My view on Literacy

Image from Rory Cellan

While working with children of Grade 7, I understood the need for them to engage in literacy not just via the traditional pen and paper but also through digital media. Lets face it – our children are digital natives. They engage with technology more readily and with far more enthusiasm. In return, it helps them build creativity, imagination and visual recall.

Technology may be an essential element of new age literacy, however after being in the classrooms and looking at the learning trends for children, I firmly believe that writing is still a core need for learning and a step towards higher standard of literacy. With writing, children not only gain an in depth understanding of the concept but are also able to articulate with precision. During assessments children who were in the habit of writing were able to present their answers much better and their understanding of the concepts was also more visible. This habit will definitely be an advantage in this era of globalization, where proper communication is a necessity when dealing with culturally and linguistically diverse groups.

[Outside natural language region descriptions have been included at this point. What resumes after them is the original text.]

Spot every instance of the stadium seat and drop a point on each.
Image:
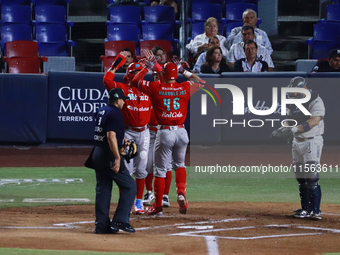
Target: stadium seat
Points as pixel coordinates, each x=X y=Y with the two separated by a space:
x=50 y=2
x=229 y=26
x=23 y=65
x=333 y=13
x=22 y=48
x=126 y=14
x=16 y=14
x=198 y=28
x=52 y=40
x=234 y=11
x=305 y=65
x=321 y=49
x=14 y=2
x=149 y=44
x=201 y=12
x=51 y=14
x=241 y=1
x=112 y=49
x=326 y=32
x=159 y=14
x=13 y=32
x=118 y=32
x=158 y=32
x=207 y=1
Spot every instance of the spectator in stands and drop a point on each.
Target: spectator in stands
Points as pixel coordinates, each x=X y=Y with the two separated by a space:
x=250 y=63
x=237 y=51
x=160 y=55
x=330 y=65
x=214 y=62
x=201 y=42
x=213 y=41
x=140 y=3
x=249 y=18
x=129 y=59
x=172 y=3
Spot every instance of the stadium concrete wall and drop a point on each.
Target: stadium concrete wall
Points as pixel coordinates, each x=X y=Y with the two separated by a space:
x=37 y=108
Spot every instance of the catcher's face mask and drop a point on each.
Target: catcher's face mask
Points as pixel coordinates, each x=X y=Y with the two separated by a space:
x=297 y=82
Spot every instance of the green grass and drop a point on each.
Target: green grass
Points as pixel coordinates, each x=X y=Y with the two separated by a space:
x=198 y=189
x=9 y=251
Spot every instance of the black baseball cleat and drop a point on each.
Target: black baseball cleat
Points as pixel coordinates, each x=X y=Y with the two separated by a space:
x=112 y=230
x=123 y=226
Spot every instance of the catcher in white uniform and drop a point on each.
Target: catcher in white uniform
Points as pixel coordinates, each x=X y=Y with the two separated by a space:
x=306 y=149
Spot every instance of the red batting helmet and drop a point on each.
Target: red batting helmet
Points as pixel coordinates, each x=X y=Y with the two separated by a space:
x=170 y=71
x=133 y=67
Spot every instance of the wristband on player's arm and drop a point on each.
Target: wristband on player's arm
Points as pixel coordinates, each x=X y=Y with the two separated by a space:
x=305 y=126
x=187 y=74
x=119 y=61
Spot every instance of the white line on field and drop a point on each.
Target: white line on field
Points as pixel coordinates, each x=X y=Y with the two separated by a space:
x=212 y=245
x=6 y=200
x=54 y=200
x=256 y=237
x=321 y=229
x=192 y=223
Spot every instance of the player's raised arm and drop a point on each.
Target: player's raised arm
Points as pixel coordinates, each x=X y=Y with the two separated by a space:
x=108 y=81
x=181 y=70
x=150 y=64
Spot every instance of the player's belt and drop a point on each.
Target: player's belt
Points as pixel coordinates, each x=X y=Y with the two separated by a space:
x=171 y=127
x=136 y=129
x=153 y=128
x=299 y=139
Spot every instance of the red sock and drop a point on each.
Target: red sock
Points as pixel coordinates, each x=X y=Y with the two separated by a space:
x=140 y=188
x=148 y=182
x=168 y=179
x=181 y=180
x=159 y=190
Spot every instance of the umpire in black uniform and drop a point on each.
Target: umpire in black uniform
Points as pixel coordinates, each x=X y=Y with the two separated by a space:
x=109 y=166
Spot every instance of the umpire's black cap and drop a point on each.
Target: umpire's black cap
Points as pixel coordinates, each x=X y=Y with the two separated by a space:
x=334 y=53
x=117 y=93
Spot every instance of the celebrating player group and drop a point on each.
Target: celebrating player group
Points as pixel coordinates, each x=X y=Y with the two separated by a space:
x=154 y=119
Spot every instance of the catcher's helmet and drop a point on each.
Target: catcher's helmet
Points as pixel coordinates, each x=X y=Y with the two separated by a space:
x=132 y=68
x=170 y=71
x=297 y=82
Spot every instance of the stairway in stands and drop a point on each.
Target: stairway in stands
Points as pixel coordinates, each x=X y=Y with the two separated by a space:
x=295 y=24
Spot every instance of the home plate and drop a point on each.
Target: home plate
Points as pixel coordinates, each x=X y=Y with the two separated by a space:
x=196 y=227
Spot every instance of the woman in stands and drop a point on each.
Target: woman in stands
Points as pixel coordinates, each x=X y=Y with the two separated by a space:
x=201 y=42
x=214 y=61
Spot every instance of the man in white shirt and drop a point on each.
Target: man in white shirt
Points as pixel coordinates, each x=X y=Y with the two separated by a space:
x=250 y=63
x=249 y=18
x=213 y=41
x=237 y=50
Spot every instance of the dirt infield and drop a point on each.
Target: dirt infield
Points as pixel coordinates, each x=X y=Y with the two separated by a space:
x=208 y=228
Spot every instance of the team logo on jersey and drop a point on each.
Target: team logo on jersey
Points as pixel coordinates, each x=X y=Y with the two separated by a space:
x=210 y=94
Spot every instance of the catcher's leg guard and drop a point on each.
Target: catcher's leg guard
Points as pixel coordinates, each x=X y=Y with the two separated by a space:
x=303 y=190
x=314 y=190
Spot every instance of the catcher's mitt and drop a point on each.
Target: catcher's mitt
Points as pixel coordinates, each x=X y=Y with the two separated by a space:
x=129 y=150
x=282 y=134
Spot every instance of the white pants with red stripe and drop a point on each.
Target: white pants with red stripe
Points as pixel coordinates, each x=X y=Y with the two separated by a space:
x=170 y=145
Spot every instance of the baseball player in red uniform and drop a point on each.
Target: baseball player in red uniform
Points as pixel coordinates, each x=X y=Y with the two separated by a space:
x=136 y=114
x=153 y=127
x=170 y=101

Sadly, with shorthand and acronyms from social media spilling over into daily usage, it is the quality of written content that is suffering. Not only has our spoken language been “chutneyfied” as put by linguist Rita Kothari but even the written is being crucified. It is fashionable now to write Hindi in English, to punctuate with smileys instead of full stops, and to be pithy rather than precise. What is disturbing about this trend is the impact even on non-verbal communication. Just the other day, I overheard two children sharing a joke which culminated into an utterance of “LOL”. There was no trace of a smile on their faces. Emotional responses are getting acronymized along with the language.

Image from xkcd

In this light, I would argue that we cannot lose sight of the 3Rs (Reading, Writing, Arithmetic) in the journey towards the 4Es (Engage, Explore, Explain, Evaluate). An emphasis on language would not be misplaced keeping in mind the constant onslaught of short form digital content. It is only by developing the habit of reading and writing that we can nurture articulate and effective communicators. The 21st century skills (critical thinking, problem solving, reasoning, analysis, interpretation, synthesizing information) cannot be gained without building a strong foundation of literacy.